The magnificent Temple of Dwarka has an elaborately tiered main shrine, a carved entrance and a black-marble idol of Lord Krishna.
The road distance between Dwarka and Somnath is 231 km and the aerial distance from Dwarka to Somnath is 210 km. One can also cover the distance through train which is almost 398km distant.
Here are some facts that are attached to this sacred and architecturally marvellous temple.
The present-day Somnath Temple was built in five years, from 1947 to 1951 and was inaugurated by then President of India Dr Rajendra Prasad.
Somnath Temple said to have been safely hiding the famous Syamantak Mani within the hollowness of Shivalinga, the Philosopher’s stone, which is associated with Lord Krishna. The stone is said to be magical, which was capable of producing gold. It is also believed that stone had alchemic and radioactive properties and thus it remains floating above the ground.
The temple finds its reference in the sacred texts of Hindus like Shreemad Bhagavat, Skandpuran, Shivpuran and Rig-Veda. This signifies the importance of this temple as one of the most popular pilgrimage sites in India.
According to records, the site of Somnath has been a pilgrimage site from ancient times as it was said to be the junction of three rivers, Kapila, Hiran and the mythical Saraswati. The meeting point was called as Triveni Sangam and is believed to be the place where Soma, the Moon-god bathed and regained his lustre.
According to Swami Gajanand Saraswati (a Hindu scholar), the first temple was built 7, 99, 25,105 years ago as derived from the traditions of Prabhas Khand of Skanda Puran.
The temple is said to be located at such a place that there is no straight-line land between Somnath seashore till Antarctica continent. In a Sanskrit inscription, found on the Arrow-Pillar called Baan-Stambh is stated that the temple stands at a point on the Indian piece of land, which happens to be the first point on land in the north to the south-pole on that particular longitude.
According to the text of Skanda Purana, the name of Somnath Temple will change every time the world is reconstructed. It is believed when Lord Brahma will create a new world after ending the one we are living, Somnath will acquire a new name of Pran Nath Temple.
On the walls of Somnath Temple, the sculptures of Lord Brahma, Shiva and Vishnu can be seen.
According to another reference in the Skanda Purana, there are about 6 Brahmas.
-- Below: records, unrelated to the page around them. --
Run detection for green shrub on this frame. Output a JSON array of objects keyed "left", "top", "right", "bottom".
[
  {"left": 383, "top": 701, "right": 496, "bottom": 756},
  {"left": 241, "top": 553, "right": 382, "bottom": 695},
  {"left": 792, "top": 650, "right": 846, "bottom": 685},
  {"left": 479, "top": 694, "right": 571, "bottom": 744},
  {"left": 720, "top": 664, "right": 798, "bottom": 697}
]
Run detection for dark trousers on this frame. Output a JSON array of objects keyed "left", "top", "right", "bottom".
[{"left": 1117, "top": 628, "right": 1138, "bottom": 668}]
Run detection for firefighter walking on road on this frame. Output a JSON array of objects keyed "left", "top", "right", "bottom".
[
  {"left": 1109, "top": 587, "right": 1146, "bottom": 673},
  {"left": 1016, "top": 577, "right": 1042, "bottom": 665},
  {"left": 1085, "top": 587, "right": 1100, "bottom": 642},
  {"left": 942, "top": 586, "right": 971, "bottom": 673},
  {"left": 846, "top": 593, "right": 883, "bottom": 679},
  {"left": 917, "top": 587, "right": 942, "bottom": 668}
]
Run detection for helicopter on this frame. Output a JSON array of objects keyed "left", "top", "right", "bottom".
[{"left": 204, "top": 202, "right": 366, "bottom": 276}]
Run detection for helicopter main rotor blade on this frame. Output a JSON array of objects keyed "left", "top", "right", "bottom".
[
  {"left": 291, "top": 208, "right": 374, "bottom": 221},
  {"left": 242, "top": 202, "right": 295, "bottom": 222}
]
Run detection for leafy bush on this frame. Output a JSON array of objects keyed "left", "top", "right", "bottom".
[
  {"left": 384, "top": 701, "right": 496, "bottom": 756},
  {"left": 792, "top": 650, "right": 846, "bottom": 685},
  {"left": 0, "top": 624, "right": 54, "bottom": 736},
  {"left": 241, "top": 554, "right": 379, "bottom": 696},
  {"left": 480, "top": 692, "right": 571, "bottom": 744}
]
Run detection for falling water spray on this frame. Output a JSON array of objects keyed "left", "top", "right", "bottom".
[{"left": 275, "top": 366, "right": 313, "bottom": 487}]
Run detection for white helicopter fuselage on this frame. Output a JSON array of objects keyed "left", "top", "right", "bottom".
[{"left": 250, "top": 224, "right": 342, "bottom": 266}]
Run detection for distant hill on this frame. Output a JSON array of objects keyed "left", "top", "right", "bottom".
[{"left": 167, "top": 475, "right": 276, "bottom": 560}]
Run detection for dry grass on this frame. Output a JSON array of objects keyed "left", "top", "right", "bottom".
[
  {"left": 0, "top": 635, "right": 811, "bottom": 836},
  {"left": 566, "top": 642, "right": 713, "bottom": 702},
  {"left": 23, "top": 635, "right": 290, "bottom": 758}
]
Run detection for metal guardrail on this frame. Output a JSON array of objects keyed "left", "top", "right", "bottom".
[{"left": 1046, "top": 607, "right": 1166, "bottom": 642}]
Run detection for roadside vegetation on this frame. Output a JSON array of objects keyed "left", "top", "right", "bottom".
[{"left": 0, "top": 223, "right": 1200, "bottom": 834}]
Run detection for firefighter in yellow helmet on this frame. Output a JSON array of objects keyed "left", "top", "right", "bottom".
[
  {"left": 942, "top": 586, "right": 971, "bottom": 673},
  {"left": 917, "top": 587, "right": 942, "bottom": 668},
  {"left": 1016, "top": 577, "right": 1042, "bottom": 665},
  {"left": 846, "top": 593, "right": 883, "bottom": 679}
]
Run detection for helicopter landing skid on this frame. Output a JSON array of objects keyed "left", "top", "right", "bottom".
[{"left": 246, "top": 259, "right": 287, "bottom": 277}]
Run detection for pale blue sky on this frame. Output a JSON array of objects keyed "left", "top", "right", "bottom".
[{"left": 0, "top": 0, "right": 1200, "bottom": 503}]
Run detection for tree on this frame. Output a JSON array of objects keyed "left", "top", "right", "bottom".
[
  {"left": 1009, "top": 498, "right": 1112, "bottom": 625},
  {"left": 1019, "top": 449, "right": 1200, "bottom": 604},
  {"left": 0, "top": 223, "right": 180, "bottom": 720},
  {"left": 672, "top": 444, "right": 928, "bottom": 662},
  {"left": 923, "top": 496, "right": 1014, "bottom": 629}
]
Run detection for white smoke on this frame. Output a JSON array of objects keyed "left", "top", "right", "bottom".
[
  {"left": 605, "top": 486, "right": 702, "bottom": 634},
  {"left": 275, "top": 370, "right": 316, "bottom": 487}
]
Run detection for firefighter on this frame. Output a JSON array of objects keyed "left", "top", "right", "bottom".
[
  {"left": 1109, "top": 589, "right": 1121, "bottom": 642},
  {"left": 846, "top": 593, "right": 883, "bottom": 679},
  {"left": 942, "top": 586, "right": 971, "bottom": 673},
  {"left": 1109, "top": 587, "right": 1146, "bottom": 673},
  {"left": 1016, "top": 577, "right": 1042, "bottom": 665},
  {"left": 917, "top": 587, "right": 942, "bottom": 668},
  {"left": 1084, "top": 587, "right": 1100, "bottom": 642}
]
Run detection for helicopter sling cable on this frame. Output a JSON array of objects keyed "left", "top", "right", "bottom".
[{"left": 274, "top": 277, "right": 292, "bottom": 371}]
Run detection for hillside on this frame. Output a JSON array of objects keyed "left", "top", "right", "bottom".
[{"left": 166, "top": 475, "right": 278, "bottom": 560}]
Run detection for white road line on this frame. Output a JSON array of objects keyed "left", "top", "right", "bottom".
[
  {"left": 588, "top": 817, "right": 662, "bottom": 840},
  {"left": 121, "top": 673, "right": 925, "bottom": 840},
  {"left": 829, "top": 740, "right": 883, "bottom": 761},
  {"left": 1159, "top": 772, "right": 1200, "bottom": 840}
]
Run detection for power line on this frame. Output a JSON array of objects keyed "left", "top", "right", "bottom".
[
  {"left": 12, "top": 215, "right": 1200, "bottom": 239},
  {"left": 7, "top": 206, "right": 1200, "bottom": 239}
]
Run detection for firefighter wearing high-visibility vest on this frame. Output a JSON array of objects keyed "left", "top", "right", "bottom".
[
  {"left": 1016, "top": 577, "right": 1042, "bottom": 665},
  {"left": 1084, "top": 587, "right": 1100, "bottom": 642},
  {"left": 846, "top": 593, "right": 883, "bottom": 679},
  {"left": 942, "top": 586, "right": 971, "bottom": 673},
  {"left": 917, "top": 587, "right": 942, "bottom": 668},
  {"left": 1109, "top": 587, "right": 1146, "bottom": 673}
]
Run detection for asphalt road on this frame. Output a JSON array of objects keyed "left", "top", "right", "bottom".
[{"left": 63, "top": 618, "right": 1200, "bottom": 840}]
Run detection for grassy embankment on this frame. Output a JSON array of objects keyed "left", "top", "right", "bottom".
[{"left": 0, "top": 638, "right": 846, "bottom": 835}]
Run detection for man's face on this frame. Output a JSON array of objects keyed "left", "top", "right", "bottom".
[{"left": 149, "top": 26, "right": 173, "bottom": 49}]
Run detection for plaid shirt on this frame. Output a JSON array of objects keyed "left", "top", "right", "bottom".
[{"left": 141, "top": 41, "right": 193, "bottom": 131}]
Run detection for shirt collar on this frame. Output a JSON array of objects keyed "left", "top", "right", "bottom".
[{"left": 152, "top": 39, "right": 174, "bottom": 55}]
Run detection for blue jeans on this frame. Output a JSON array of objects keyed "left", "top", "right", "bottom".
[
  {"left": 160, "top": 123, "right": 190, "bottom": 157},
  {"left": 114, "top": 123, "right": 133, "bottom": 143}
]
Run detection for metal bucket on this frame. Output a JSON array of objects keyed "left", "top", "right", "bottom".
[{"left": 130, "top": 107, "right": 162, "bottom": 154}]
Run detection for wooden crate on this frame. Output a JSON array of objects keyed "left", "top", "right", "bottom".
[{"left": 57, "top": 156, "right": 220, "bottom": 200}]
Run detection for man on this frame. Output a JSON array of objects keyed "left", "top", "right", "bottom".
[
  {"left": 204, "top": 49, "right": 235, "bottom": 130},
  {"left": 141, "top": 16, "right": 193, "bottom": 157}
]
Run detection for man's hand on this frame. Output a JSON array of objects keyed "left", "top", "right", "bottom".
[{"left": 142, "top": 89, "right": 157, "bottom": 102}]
This is the era of 7thBrahma who is called Shatanand.
The flag mast on the peak of Somnath Temple is 37 feet long and it changes 3 times a day.
The saga of Somnath temple is related to moon god and curse of his father in law Daksha Prajapati.
Non-Hindus doesn’t require any special permission to visit Somnath Temple. The decision was taken in view of security issues.Now, pack your bags and begin your journey to one of the most the sacred places of India.